На самом деле он удивился проницательности Эльвиры Самойловны, «отчей тёзки». То ли угадала, то ли, желая похвалить, не придумала – аптекарша! – другой профессии. А может, просто подвернулись на язык приятные слова?

Он ведь с детства знал, что станет медиком.


Как ни странно, на выбор этот повлиял батя, – вернее, случай, произошедший в один из воскресных дней, когда в очередной раз они возвращались из своей железнодорожной бани, которую батя уважал за «сухой пар». Он задержался тогда в буфете – пиво пил со Славой Козыриным. Десятилетний Сташек, уже демонстрирующий норов, ждал-ждал, да и заскучал. И, разозлившись на батю, отправился домой самостоятельно. Обогнув здание вокзала, свернул во двор и чуть не споткнулся: на асфальте поперёк дорожки валялся незнакомый пьяный (ну да, воскресенье!). Мужик корчился и что-то мычал… Сташек брезгливо переступил через него и пошёл себе дальше – дома ждал воскресный обед.

– А где отец? – рассеянно, через плечо спросила мама, перемешивая ложкой салат. – Я ж просила к обеду не опаздывать. У меня репетиция ровно в три.

Батя ворвался минут через пятнадцать – бешеный, с перекошенным лицом, дышал как паровоз. Бросился к сыну, в ожидании обеда засевшему с книжкой на диване, навис над ним и резко развернул к себе. Батя, в сущности, очень редко физически воздействовал на сына – так, отвесит лёгкий «поджопник» (по лицу и по голове никогда не бил), – и этого хватало. И голоса никогда не поднимал – не требовалось. Но тот свистящий шёпот, которым он сейчас заговорил с сыном, оглушил мальчика гораздо больше, чем оплеуха:

– Ты видел… там, на станции… человек лежал? Стало так тихо, что «тик-трак» больших настенных часов затарахтел над самым ухом. Сташек поднялся с дивана, робко пытаясь не то что оправдаться, просто объяснить… Почему-то оцепенел от страха, ещё ничего не понимая.

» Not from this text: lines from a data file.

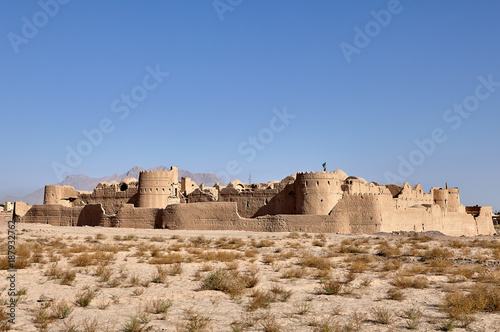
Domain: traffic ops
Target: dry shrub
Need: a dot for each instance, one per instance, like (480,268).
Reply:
(457,244)
(483,297)
(195,322)
(268,259)
(395,294)
(492,277)
(160,276)
(158,306)
(86,259)
(415,269)
(264,243)
(388,251)
(438,253)
(61,310)
(463,271)
(295,272)
(200,241)
(260,299)
(174,269)
(331,287)
(170,258)
(410,282)
(391,265)
(250,253)
(382,315)
(84,298)
(157,239)
(440,265)
(229,282)
(316,262)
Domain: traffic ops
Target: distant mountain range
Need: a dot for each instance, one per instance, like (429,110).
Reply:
(85,183)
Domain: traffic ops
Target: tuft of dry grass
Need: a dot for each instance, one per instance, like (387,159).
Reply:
(382,315)
(418,282)
(84,298)
(171,258)
(331,287)
(483,297)
(229,282)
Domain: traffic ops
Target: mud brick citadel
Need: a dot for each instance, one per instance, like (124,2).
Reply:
(309,202)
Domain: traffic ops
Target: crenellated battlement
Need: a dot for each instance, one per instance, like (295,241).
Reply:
(316,175)
(158,173)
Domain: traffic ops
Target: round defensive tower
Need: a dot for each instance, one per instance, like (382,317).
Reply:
(440,197)
(317,193)
(453,200)
(155,187)
(52,194)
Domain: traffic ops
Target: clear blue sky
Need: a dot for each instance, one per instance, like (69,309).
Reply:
(226,76)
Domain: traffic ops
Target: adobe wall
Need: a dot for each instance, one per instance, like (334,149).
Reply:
(187,185)
(91,215)
(283,203)
(155,188)
(485,221)
(131,217)
(317,193)
(249,202)
(110,196)
(54,194)
(224,216)
(359,213)
(191,216)
(6,215)
(55,215)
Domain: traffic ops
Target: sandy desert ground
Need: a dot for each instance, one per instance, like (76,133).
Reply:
(97,279)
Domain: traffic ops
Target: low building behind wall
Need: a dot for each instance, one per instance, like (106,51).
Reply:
(310,202)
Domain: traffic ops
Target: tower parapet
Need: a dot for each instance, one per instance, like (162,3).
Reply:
(317,192)
(156,188)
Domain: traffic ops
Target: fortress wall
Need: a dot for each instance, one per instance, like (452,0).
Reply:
(484,221)
(197,196)
(155,187)
(130,217)
(187,185)
(358,213)
(54,194)
(20,209)
(91,215)
(249,202)
(223,216)
(283,203)
(110,198)
(6,215)
(55,215)
(192,216)
(317,193)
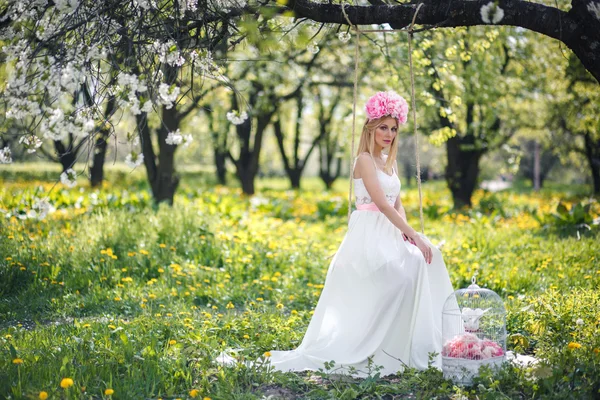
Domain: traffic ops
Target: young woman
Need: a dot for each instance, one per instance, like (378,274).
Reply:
(386,285)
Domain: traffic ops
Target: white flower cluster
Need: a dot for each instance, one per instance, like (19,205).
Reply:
(30,142)
(144,4)
(69,178)
(187,5)
(313,48)
(168,53)
(594,9)
(235,118)
(167,95)
(491,13)
(131,84)
(204,62)
(344,36)
(57,126)
(134,159)
(176,138)
(5,156)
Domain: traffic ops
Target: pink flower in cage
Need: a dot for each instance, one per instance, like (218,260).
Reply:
(387,103)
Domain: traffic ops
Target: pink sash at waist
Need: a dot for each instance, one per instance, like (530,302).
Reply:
(368,206)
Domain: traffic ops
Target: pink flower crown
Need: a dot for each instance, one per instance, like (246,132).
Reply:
(387,103)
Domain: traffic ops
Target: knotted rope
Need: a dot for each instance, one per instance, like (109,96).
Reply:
(410,31)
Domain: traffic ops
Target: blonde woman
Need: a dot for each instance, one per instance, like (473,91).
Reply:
(382,300)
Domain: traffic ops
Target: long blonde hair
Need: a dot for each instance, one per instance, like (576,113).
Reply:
(367,142)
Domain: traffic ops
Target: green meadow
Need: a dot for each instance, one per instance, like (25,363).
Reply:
(108,296)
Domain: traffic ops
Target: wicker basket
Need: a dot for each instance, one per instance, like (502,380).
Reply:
(462,370)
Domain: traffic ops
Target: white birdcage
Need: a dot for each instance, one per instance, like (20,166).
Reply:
(474,332)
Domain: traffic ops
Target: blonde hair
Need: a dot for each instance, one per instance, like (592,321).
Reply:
(367,142)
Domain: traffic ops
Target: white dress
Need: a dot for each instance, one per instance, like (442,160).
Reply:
(379,296)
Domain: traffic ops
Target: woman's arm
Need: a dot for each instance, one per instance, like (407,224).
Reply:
(369,177)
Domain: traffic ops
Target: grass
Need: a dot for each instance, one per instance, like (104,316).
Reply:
(114,294)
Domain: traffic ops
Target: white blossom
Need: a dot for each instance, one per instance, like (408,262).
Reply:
(69,178)
(594,9)
(144,4)
(491,13)
(313,48)
(166,95)
(344,37)
(134,159)
(5,156)
(30,142)
(235,118)
(174,138)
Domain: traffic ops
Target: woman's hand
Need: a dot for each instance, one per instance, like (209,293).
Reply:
(425,249)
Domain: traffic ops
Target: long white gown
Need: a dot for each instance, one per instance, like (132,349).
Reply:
(380,299)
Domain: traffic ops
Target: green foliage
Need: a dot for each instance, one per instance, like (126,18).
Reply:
(114,294)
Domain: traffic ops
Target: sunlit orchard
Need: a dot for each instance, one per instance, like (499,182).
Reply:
(174,183)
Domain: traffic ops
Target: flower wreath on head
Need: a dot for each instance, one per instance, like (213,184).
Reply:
(387,103)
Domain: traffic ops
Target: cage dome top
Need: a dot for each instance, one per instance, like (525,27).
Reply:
(474,300)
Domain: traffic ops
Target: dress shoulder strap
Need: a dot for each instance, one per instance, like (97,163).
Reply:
(356,159)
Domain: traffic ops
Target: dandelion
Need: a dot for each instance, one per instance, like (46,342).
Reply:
(69,178)
(66,383)
(134,160)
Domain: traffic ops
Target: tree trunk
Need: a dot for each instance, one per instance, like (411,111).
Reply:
(167,181)
(592,152)
(66,155)
(462,170)
(537,184)
(220,159)
(97,169)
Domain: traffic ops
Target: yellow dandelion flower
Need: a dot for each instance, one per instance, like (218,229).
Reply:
(66,383)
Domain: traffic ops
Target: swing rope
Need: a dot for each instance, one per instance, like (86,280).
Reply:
(410,31)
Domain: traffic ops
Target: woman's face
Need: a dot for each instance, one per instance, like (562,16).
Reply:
(386,132)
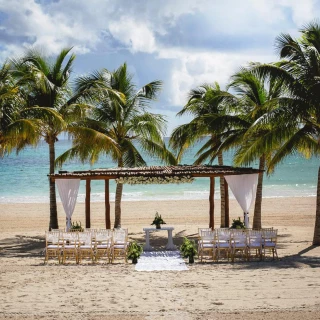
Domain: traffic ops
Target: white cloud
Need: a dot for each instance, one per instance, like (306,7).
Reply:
(204,41)
(135,35)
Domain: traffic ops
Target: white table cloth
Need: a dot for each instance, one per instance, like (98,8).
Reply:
(169,246)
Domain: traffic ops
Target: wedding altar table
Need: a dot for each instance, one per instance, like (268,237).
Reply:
(169,246)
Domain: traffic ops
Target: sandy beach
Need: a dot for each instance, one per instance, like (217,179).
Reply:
(285,289)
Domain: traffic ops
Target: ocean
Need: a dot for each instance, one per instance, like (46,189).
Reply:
(23,178)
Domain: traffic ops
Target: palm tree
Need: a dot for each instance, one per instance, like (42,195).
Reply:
(120,128)
(50,107)
(256,96)
(204,102)
(298,117)
(9,110)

– Лежал, мычал и дёргался?!. – перебил отец тем же зловещим шёпотом.

– Бать… это ж… пьяный какой-то…

– Дуррррак!!! – загремел батя. – Это эпилептик. Приступ его свалил! Ты что, не заметил пены у рта?!

Сташек молчал, не в силах выдавить ни слова, ни глаз поднять на отца.

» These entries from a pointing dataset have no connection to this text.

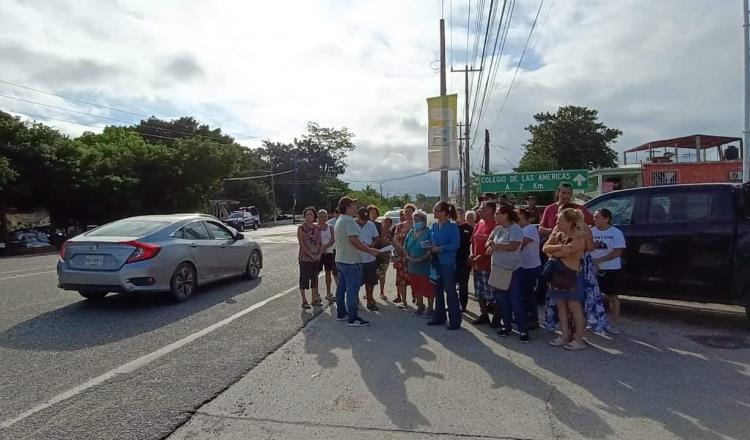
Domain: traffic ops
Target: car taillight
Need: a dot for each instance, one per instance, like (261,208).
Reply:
(142,251)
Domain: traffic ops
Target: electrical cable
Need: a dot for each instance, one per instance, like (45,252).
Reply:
(518,66)
(68,98)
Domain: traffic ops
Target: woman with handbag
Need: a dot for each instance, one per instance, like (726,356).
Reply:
(566,248)
(506,275)
(445,241)
(400,263)
(418,256)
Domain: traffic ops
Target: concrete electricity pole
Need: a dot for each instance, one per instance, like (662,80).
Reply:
(486,151)
(746,63)
(467,145)
(443,92)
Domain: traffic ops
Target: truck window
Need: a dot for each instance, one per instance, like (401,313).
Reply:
(689,206)
(621,207)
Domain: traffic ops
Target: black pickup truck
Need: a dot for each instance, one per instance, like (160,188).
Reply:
(685,242)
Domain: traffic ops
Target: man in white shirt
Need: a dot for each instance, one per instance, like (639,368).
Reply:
(368,234)
(349,250)
(531,264)
(607,256)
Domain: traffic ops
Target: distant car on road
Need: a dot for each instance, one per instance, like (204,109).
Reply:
(156,253)
(244,219)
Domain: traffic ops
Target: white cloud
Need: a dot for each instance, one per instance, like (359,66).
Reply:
(652,69)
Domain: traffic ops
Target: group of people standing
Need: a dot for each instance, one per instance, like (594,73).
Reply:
(516,257)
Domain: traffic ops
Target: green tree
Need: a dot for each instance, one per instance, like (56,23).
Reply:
(157,130)
(7,174)
(311,165)
(571,138)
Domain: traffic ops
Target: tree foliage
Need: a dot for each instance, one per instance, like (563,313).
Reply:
(571,138)
(7,174)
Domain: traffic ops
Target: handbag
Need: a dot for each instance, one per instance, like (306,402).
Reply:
(500,278)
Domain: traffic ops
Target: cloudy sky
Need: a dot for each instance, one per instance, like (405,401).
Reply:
(262,69)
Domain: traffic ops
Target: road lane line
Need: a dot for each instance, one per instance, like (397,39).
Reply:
(25,270)
(13,277)
(139,362)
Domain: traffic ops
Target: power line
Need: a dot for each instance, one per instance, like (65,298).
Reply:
(82,101)
(518,66)
(258,177)
(493,66)
(142,123)
(49,118)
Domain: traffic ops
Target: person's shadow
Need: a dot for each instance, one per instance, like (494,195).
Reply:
(386,359)
(652,375)
(506,374)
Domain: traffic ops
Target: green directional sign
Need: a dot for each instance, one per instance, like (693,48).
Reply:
(533,181)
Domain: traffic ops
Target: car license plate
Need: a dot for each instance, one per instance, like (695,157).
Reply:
(93,260)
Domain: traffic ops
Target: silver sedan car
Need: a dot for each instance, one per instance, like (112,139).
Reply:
(156,253)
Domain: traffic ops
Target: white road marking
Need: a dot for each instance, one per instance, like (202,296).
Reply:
(25,270)
(140,362)
(13,277)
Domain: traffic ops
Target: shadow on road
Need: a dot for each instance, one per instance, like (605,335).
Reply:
(379,365)
(94,323)
(652,377)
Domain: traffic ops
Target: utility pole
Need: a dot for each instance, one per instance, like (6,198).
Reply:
(486,151)
(460,166)
(746,63)
(273,197)
(443,92)
(466,127)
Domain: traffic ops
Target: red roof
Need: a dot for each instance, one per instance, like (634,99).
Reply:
(706,141)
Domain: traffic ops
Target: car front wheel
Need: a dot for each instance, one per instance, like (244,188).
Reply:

Тот вышел, хлопнув дверью. Не стал обедать. И притихшая мама (её-то за что наказал?) с совершенно подавленным сыном быстро и неинтересно поели, заглатывая борщ ложку за ложкой и опасливо поглядывая на входную дверь.

А вечером, уже другой, сосредоточенный и спокойный, батя вошёл в комнату к сыну, сел напротив и подробно объяснил – как помогают при эпилептическом припадке. Так же обстоятельно всегда растолковывал ему ситуации и положения, в которых считал «жизненно необходимым (его любимое присловье) знать, как следует действовать».

Как грамотно спасать тонущего.

Как делать искусственное дыхание.

Как наложить шину на сломанную кость.

Однажды на Клязьме, на рыбалке (Сташеку было лет двенадцать), он преподал ещё один важный урок. Вытащив здоровенного серебристого красавца-леща, вдруг велел Сташеку отсечь тому голову, распороть брюхо и распластать рыбину.

– Что там видишь внутри? – спросил, не поворачивая головы, напряжённо глядя на воду.

Внутри рыбы оказался вязкий вонючий белый порошок. Сташек потрогал его и брезгливо вытер палец о штаны.

Батя кивнул на противоположный берег:

– А теперь глянь туда…

На том берегу вдоль зарослей камыша ползло по воде большое белое одеяло.

– Удобрения, мать их! Минеральные… – Он сплюнул. – Никто их не использует, вот и привозят сюда и сваливают в реку. Сматывай удочки – конец рыбалке на Клязьме!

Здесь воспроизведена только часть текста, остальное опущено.